Our predicament in 1933 held many other temptations apart from this, the crudest; each was a source of madness and mental sickness for those who yielded. The devil has many nets, crude ones for crude souls, finer ones for finer souls.
Some men are seduced by power and yet others by the pension, either way, the seduction is ultimately poisonous. The important point is to resist. Haffner also recognised the societal importance of this failure to resist.
If you read ordinary history books…you get the impression that no more than a few dozen people have are involved…According to this view, the history of the present decade is a kind of chess game between Hitler, Mussolini, Chiang Kai-Shek, Roosevelt, Chamberlain, Daladier, and a number of other men whose names are on everybody’s lips.

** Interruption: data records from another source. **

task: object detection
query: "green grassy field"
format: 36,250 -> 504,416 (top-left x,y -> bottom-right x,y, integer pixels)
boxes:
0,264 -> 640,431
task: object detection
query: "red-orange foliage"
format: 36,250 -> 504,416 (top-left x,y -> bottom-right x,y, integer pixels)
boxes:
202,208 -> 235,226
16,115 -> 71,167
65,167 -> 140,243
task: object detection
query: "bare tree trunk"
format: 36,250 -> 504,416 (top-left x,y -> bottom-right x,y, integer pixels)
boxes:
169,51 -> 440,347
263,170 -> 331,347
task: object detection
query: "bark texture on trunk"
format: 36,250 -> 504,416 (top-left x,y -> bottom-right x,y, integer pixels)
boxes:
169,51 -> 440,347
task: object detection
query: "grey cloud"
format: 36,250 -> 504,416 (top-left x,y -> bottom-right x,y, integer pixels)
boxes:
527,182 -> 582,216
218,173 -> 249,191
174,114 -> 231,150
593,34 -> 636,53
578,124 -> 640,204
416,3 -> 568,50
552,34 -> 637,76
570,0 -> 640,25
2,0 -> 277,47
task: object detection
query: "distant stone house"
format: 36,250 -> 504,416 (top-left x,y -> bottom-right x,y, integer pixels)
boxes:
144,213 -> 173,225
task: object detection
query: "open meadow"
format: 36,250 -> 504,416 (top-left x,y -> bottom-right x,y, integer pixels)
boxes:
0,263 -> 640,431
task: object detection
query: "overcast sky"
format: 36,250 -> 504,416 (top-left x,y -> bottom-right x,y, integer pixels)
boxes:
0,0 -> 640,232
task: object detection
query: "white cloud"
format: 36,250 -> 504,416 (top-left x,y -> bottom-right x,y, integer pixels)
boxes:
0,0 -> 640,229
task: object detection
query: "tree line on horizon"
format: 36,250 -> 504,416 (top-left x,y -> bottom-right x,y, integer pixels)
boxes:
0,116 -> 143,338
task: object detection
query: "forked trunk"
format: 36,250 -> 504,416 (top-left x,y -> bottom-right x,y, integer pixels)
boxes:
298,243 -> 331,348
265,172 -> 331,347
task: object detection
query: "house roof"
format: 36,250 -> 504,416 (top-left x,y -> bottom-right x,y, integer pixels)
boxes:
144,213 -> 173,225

We anonymous others seem at best to be the objects of history, pawns in the chess game…It may seem a paradox, but it is none the less a simple truth, to say that on the contrary, the decisive historical events take place among us, the anonymous masses. The most powerful dictators, ministers, and generals are powerless against the simultaneous mass decisions taken individually and almost unconsciously by the population at large…Decisions that influence the course of history arise out of the individual experiences of thousands or millions of individuals. [ED]
Conservative thinkers often put forward restitutive proposals for Western Civilisation based upon legislative changes. But as Haffner has shown us, no matter how illustrious or well designed the institutions, unless the men that give life to institution are good, the institution will fail. It's not a question about rationality. Haffner's father, like the judges of the Kammergericht, were some of the best educated men ever, educating them more would not have changed their course of action because what they lacked was not education but courage, or more specifically, fortitude*; a moral virtue.

That's why nothing gets fixed until morals begin to change. Seek ye first the Kingdom of God........

You know the rest.



*Fortitude is different from courage. Courage aims to overcome fear, but fortitude pushes through all obstacles such as sloth, indifference, boredom, despair and fear. It's a virtue which flows from the possession of caritas(charity). Both the Nazi's and Communists had courage in abundance, but they lacked the virtue of fortitude.